When planning his orchestra piece Tiento del primer tono y batalle imperial, Halffter’s imagination was fired by the colourfulness and equivoque of a word derived from the verb tentar (= to feel, to touch with the fingers); it is dedicated to Paul Sacher (“… a musical gift for Paul Sacher on his 80th birthday”).
Halffter’s composition refers directly to two precisely written works from the repertoire of early Spanish organ music: one of the many tiento compositions written by Antonio de Cabezón (circa 1510-1566; he was blind from birth – the bishops and the emperor availed themselves of his services) and the Batalla y Imperial by the Valencian cathedral organist Juan Bautista Cabanillos (1644-1712), who employed the characteristic “Spanish Trumpets” (projecting horizontally from the front of the organ) most effectively (Ballata, Imperial: rows of 8-foot, 16-foot and 32-foot pipes).

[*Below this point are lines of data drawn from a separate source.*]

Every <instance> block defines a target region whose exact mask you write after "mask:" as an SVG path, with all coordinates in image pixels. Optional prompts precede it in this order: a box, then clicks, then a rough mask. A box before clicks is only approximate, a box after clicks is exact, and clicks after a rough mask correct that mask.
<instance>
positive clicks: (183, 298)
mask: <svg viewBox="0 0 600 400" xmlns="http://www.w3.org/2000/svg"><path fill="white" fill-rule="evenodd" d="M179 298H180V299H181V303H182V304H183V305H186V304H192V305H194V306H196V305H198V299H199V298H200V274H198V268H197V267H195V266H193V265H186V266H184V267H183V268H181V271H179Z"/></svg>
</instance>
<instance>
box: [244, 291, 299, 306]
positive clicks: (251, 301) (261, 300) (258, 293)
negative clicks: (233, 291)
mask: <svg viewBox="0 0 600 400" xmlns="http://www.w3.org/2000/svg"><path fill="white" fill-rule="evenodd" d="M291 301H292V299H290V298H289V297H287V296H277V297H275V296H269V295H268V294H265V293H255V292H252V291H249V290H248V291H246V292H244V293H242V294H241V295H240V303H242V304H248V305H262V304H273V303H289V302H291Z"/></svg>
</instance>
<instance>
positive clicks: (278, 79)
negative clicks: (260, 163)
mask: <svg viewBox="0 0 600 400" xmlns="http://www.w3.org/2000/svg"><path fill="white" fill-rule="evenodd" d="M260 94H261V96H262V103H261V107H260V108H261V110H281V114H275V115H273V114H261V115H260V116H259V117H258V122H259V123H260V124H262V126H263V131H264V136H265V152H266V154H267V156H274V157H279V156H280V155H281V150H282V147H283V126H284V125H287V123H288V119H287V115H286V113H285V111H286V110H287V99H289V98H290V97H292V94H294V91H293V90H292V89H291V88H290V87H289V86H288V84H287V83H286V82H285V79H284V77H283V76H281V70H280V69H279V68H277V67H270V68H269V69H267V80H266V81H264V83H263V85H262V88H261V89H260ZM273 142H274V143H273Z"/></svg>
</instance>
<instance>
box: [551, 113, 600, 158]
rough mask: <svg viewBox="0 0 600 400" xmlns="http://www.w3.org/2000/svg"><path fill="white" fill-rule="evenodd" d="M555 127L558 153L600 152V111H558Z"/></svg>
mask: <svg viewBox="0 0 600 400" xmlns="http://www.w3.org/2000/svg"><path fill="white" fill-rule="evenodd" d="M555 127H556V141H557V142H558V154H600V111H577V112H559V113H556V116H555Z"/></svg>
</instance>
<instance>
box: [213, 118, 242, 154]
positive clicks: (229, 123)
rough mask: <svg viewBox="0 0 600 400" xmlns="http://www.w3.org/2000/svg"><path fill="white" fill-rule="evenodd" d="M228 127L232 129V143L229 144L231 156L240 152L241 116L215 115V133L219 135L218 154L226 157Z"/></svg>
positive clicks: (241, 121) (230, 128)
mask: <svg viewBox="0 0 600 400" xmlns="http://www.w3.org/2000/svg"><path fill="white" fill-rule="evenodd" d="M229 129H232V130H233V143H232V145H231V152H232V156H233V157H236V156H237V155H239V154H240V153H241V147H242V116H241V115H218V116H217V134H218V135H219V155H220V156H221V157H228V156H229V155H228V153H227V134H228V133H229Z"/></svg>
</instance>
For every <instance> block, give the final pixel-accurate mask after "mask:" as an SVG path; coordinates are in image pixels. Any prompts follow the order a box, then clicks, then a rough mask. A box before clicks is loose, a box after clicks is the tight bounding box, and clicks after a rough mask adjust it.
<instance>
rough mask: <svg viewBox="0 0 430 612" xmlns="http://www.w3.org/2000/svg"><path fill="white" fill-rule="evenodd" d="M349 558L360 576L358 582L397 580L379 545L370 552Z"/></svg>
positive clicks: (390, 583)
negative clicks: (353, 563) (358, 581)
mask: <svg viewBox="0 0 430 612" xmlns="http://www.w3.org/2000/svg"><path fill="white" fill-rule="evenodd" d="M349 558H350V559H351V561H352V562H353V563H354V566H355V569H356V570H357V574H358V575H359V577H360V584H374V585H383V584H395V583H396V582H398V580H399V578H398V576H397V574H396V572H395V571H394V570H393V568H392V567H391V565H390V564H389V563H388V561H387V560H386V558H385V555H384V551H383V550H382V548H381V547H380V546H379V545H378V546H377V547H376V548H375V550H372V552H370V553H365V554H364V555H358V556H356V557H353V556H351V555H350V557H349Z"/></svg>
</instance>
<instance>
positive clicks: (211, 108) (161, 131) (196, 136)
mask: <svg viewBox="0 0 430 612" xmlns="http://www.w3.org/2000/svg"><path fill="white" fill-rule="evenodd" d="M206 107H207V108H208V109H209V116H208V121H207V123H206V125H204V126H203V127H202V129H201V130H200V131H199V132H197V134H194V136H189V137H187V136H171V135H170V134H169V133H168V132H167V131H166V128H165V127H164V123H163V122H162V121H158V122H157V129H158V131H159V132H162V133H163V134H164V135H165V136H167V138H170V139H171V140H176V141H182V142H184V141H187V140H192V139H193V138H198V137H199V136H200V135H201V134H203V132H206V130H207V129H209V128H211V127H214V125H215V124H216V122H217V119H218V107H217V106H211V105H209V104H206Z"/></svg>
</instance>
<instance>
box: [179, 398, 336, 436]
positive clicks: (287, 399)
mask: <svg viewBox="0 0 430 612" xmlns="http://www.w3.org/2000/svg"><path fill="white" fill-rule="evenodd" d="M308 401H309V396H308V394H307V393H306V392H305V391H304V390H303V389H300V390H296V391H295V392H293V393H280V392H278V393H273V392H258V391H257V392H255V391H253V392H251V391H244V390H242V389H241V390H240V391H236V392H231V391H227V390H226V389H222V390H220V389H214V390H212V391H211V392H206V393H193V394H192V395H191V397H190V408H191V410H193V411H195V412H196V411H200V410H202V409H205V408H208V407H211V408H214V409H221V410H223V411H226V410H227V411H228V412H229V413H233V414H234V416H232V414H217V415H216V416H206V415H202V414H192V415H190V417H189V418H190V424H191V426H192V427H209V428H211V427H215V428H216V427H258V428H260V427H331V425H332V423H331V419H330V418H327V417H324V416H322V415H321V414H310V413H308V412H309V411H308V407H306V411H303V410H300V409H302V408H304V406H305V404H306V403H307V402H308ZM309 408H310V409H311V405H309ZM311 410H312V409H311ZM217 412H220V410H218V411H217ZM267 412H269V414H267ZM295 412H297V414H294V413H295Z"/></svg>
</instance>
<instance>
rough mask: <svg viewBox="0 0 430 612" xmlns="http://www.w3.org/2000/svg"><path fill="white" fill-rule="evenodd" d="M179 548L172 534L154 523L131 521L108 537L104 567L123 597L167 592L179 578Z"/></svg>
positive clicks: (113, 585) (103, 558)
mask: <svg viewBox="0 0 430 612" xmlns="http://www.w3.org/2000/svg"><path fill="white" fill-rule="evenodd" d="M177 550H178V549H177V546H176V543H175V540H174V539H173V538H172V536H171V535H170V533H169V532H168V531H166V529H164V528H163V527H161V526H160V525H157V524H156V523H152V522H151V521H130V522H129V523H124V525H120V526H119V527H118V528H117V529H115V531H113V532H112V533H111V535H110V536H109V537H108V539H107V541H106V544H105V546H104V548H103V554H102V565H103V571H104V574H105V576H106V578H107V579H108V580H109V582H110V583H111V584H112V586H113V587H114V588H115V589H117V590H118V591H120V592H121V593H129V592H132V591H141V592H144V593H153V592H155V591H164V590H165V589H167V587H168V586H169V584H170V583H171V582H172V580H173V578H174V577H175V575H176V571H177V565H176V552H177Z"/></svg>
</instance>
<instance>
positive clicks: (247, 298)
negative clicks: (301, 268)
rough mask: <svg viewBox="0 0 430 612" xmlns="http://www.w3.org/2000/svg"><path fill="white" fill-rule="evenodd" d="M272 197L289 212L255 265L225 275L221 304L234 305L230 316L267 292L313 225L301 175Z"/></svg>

However, Halffter does not at all restrict himself to quotation and orchestration for large symphonic forces; his personal language dominates in virtuosic interpolations and parallel layers. Furthermore, he honours the genius loci of the venue where the piece premiered; in the first section (mm. 57-58), the strings play all the letters of the dedicatee’s name which can be musically set, whereas in the turbulent Batalla Imperial the Basel Drums (positioned in a circle around the orchestra) play their dominant fortissimo rhythm.